O funeral de Maria Albertina Sabino foi, na realidade,
um dos momentos políticos que marcou o ano de 1964 e que iria trazer
consequências nefastas para alguns dos intervenientes nesse acontecimento, como
é o caso de Fernando Vieira Pires “o Setenta”, que é detido no dia 29 de Maio,
sendo libertado a 24 de Julho; Fernando Agostinho Sabino “o Carqueja”, irmão da
falecida, que é detido no dia 6 de Junho, só sendo libertado a 28 de Setembro
de 1964; Alcindio e José Pinhão, ambos pertencentes à comissão que organizou o
cortejo fúnebre, o último detido a 29 de Maio e o irmão detido a 6 de Junho,
tendo sido ambos libertados a 24 de Julho; Jerónimo Nazaré, que fez também
parte da comissão e que seria detido no dia 2 de Julho e libertado a 3 de
Agosto.

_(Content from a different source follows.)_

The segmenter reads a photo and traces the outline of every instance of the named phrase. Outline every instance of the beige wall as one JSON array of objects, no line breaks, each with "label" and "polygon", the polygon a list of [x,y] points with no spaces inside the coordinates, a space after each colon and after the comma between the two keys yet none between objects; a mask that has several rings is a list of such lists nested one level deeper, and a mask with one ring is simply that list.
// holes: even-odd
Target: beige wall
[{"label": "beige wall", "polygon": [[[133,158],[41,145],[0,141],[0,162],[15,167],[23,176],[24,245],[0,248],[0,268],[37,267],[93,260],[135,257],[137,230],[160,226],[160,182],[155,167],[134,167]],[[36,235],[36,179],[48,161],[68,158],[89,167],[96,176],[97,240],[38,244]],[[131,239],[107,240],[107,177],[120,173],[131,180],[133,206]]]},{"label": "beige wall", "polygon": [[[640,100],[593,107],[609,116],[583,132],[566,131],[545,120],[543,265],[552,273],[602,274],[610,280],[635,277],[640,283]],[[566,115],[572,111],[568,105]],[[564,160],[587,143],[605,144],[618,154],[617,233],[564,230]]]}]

Escapou momentaneamente o Olímpio Oliveira, o Rui Balsa e o António
Jorge. Este último haveria de cair nas mãos da PIDE pouco tempo depois.
Bibliografia consultada: Pais, José João, Gente de Outro
Ver, edição de autor, 2005
2 comentários:
Gostei muito deler este episódio, tal como os outros anteriores. Está muito bem escrito e muito bem documentado. É, de facto, um grande historiador que temos em Alpiarça. Bem haja. Fico a aguardar mais.
Quero prestar aqui também a minha homenagem a José João Pais, pelo seu magistral trabalho em prol da cultura alpiarcense e não só. São documentos compilados e devidamente organizados com uma narrativa primorosa que, ficarão para memória futura. A História agradecerá.